Iker Casillas was the best in the world, or at least the most decisive; Sergio Ramos led Real Madrid‘s defence and Xabi Alonso handled the middle; Gerard Pique was Barcelona‘s rock at the back, with Sergio Busquets, Xavi and Iniesta dictating things slightly further ahead, and then there was David Villa, one of the best forwards in the world, in the front three.
Spain had footballers who, at the time, were amongst the best in the world in their position, while the quality in the rest of the group was also very high.
All of the components offered the perfect recipe for success, yet in the current Spain squad, no player is amongst the best three in the world in their position.
If anything, you could only make that argument about Jordi Alba and Dani Carvajal, so long as they are at the best, and Sergio Ramos.

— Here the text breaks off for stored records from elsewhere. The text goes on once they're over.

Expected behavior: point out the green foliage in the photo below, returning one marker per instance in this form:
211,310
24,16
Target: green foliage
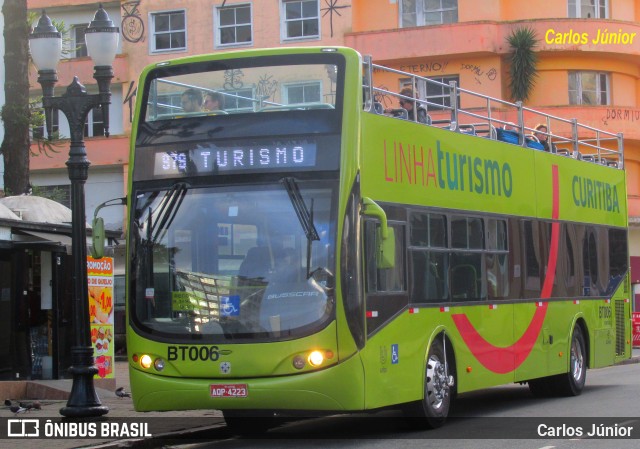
32,20
523,62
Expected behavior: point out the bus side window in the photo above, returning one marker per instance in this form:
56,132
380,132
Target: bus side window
386,292
384,280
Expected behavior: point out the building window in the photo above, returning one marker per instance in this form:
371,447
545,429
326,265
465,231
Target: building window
300,19
169,31
234,25
79,45
588,9
427,12
435,94
588,88
302,93
94,126
439,94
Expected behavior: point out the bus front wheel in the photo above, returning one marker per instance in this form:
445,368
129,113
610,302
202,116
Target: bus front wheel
433,409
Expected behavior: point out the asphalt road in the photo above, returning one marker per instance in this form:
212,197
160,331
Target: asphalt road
502,417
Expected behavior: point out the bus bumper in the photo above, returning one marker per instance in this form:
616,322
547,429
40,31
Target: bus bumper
336,388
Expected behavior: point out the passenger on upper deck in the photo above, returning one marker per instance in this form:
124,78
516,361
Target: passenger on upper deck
408,105
191,100
214,101
541,134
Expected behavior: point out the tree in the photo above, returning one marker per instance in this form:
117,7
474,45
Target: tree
523,61
15,114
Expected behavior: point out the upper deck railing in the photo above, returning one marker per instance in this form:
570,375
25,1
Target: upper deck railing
495,119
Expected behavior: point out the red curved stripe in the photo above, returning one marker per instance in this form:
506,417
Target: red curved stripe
504,360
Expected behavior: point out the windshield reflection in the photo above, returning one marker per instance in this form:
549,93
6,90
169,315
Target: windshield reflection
232,262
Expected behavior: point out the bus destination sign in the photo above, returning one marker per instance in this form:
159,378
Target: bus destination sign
214,159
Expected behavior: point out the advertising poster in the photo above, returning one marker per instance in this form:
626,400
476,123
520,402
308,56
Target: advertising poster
100,277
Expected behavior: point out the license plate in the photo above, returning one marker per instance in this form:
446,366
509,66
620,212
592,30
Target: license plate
228,390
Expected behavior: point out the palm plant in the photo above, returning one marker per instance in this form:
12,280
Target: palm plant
523,61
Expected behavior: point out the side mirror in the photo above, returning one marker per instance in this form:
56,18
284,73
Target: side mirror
385,238
386,249
98,238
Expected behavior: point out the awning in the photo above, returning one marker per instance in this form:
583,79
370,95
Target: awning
43,237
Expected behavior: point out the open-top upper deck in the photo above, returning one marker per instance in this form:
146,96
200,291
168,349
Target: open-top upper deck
464,111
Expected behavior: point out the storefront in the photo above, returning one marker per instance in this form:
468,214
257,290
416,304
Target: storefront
36,320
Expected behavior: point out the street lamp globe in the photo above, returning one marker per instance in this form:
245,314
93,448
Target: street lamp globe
101,38
45,44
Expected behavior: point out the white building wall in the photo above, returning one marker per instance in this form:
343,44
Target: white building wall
104,183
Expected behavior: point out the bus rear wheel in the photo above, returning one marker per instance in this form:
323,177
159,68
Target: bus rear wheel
571,383
432,411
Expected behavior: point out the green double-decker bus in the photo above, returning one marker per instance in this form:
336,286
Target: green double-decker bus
309,247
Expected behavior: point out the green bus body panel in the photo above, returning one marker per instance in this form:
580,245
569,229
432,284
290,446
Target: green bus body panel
337,387
405,162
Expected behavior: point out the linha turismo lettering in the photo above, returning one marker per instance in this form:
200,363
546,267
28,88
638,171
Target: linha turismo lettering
455,171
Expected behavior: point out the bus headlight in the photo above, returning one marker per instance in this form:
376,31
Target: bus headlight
145,361
298,362
158,364
315,358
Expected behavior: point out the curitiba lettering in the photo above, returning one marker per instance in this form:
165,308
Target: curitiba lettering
594,194
446,170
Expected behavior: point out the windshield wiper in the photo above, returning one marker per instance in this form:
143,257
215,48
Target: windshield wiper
168,210
304,215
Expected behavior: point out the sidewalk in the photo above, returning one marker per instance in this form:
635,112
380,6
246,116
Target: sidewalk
167,425
120,410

It’s symptomatic that, in Norway, Spain played an XI that had players from 11 different clubs for the first time in their history. Is it a sign of variety or the lack of an already consolidated structure?
There is no clear centre-back to partner Sergio Ramos, nor a midfield to aid Busquets. There is also no forward that guarantees goals, which is a far cry from David Villa and Fernando Torres.
On top of all of this, we must remember the injured players that we not called up because Isco and Marco Asensio, for instance, are two of those who could have made the difference on Saturday night.
Alvaro Morata, Paco Alcacer and Diego Costa are all capable of fighting for the No.9 shirt, but they do not offer the leap in quality that the team needs in that position.
And so, position by position, we conclude that this Spain side, the one now led by Robert Moreno but started by Luis Enrique, has very good players but not the best in the world. Not at an individual level, not by name. Not like before.
This does not mean that Spain cannot challenge for the 2020 European Championship, but what it means is that the expectations have changed. There is a realisation that Spain, at this present moment, are a candidate to lift the trophy but are not the favourites.